Caution should be exercised when using simultaneously:
a) with group II antiarrhythmic drugs (amiodarone) - the effect on AV conduction increases;
b) with halogenated volatile anesthetics - may suppress reflex tachycardia and increase the risk of hypotension. If the patient is taking nebivolol, the anesthesiologist should be informed;
c) with insulin and oral antidiabetic agents - although nebivolol does not affect blood glucose levels, it can still mask symptoms of hypoglycemia such as tachycardia and palpitations.
When used simultaneously, it should be taken into account that:
a) digitalis glycosides slow AV conduction, but clinical studies have not shown any evidence of this interaction.
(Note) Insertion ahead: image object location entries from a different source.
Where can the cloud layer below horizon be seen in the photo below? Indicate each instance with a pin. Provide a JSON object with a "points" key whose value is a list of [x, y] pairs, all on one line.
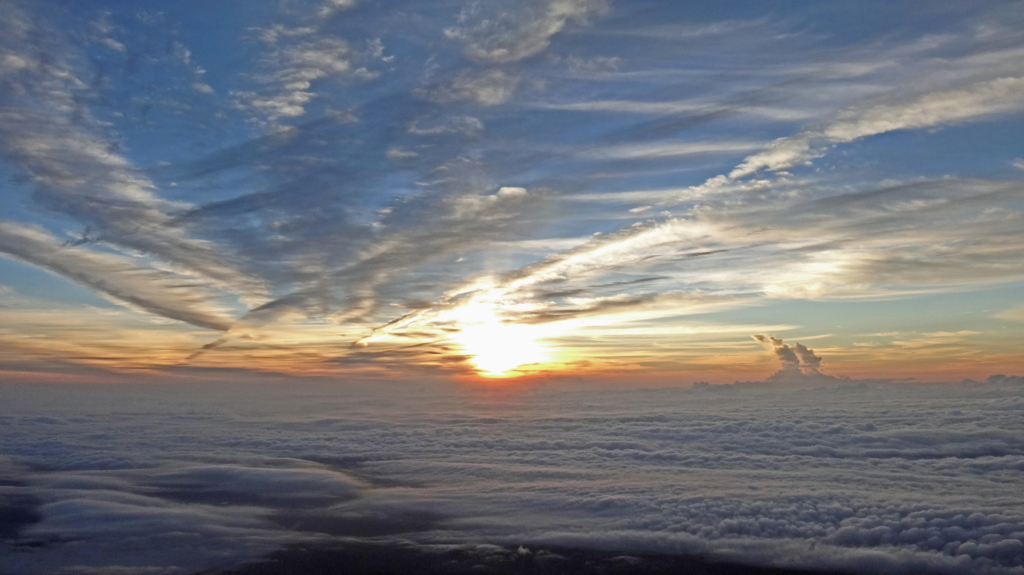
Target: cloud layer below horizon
{"points": [[812, 473]]}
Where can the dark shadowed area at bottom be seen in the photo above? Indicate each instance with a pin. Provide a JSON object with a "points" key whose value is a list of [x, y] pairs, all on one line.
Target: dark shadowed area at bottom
{"points": [[358, 559]]}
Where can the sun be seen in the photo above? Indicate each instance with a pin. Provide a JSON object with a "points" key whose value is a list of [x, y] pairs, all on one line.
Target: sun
{"points": [[498, 348]]}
Nebivolol does not affect the pharmacokinetics of digoxin;
b) dihydropyridine-type calcium antagonists (amlodipine, felodipine, lacidipine, nifedipine, nimodipine, nitrendipine) - the risk of hypotension increases, and in patients with heart failure, the pumping function of the ventricles may deteriorate;
c) antipsychotics, antidepressants (tricyclic antidepressants, barbiturates, phenothiazine derivatives) - the antihypertensive effect may be enhanced (principle of additive effects);
d) NSAIDs do not affect the antihypertensive effect of nebivolol;
e) Sympathomimetics may reduce the antihypertensive effect of β-adrenergic blockers. Active substances with β-adrenergic action may lead to unhindered α-adrenergic activity of sympathomimetics with both α- and β-adrenergic effects (risk of developing hypertension, severe bradycardia and heart block).
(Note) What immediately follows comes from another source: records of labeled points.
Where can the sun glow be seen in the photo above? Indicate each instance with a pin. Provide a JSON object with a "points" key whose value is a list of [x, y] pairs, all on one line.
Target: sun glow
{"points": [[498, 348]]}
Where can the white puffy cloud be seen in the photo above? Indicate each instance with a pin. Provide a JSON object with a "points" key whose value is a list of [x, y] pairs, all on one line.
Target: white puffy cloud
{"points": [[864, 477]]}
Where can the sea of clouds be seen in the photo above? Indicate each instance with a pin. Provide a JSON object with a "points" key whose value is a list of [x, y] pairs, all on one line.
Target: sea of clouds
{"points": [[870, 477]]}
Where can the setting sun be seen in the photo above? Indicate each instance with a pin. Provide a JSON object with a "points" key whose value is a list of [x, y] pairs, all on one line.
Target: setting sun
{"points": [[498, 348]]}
Interactions due to the pharmacokinetics of the drug:
a) since the CYP 2D6 isoenzyme is involved in the metabolism of nebivolol, the simultaneous use of drugs that inhibit this enzyme (paroxetine, fluoxetine, thioridazine, quinidine) increases the level of nebivolol in the blood plasma and thus increases the risk of significant bradycardia and other adverse reactions;
b) cimetidine increases the level of nebivolol in the blood plasma, but without changing the clinical efficacy. Ranitidine does not affect the pharmacokinetics of nebivolol;
c) provided that Nebitzen is taken during meals and the antacid is taken between meals, the drugs can be prescribed simultaneously;
d) simultaneous use of nebivolol and nicardipine slightly increases the concentration of both substances in the blood plasma without changing clinical efficacy;
e) simultaneous use of alcohol, furosemide or hydrochlorothiazide does not affect the pharmacokinetics of nebivolol;
e) nebivolol does not affect the pharmacokinetics of warfarin.
Overdose of β-adrenergic blockers causes: bradycardia, hypotension, bronchospasm, acute heart failure.
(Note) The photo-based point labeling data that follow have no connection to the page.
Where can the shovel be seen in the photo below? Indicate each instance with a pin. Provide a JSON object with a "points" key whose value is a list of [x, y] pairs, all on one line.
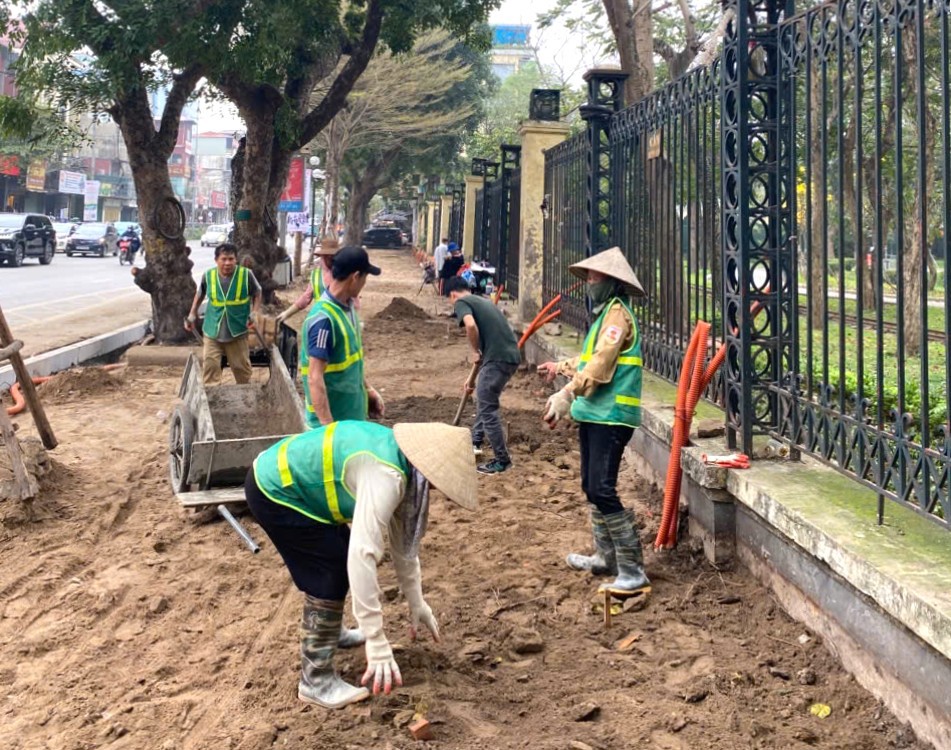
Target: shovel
{"points": [[470, 383]]}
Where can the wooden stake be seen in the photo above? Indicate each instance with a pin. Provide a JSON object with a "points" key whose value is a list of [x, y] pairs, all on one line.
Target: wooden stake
{"points": [[25, 484], [26, 385]]}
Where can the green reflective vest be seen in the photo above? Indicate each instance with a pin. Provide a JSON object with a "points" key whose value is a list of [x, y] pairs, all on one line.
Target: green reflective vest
{"points": [[307, 472], [617, 402], [317, 281], [343, 375], [234, 304]]}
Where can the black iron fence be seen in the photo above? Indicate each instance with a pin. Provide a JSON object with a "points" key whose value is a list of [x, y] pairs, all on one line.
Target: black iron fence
{"points": [[564, 212], [795, 196], [512, 249]]}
Treatment: gastric lavage, administration of activated charcoal and laxatives.
Blood glucose monitoring is recommended. If necessary, intensive therapy is performed in a hospital setting: in case of bradycardia and increased vagotonia - intravenous administration of atropine, in case of hypotension and shock - intravenous administration of plasma substitutes and catecholamines. The β-blocking effect can be stopped by slow intravenous administration of isoprenaline hydrochloride, starting at a dose of 5 μg/min, or dobutamine, starting at a dose of 2.5 μg/min until the expected effect is achieved. If these measures are ineffective, glucagon is prescribed at a rate of 50-100 μg/kg of body weight, if necessary, the injection can be repeated within 1 hour and an intravenous infusion of glucagon is performed at a rate of 70 μg/kg/h. In extreme cases, mechanical ventilation is performed and an artificial pacemaker is connected.
Storage conditions
No special storage conditions are required.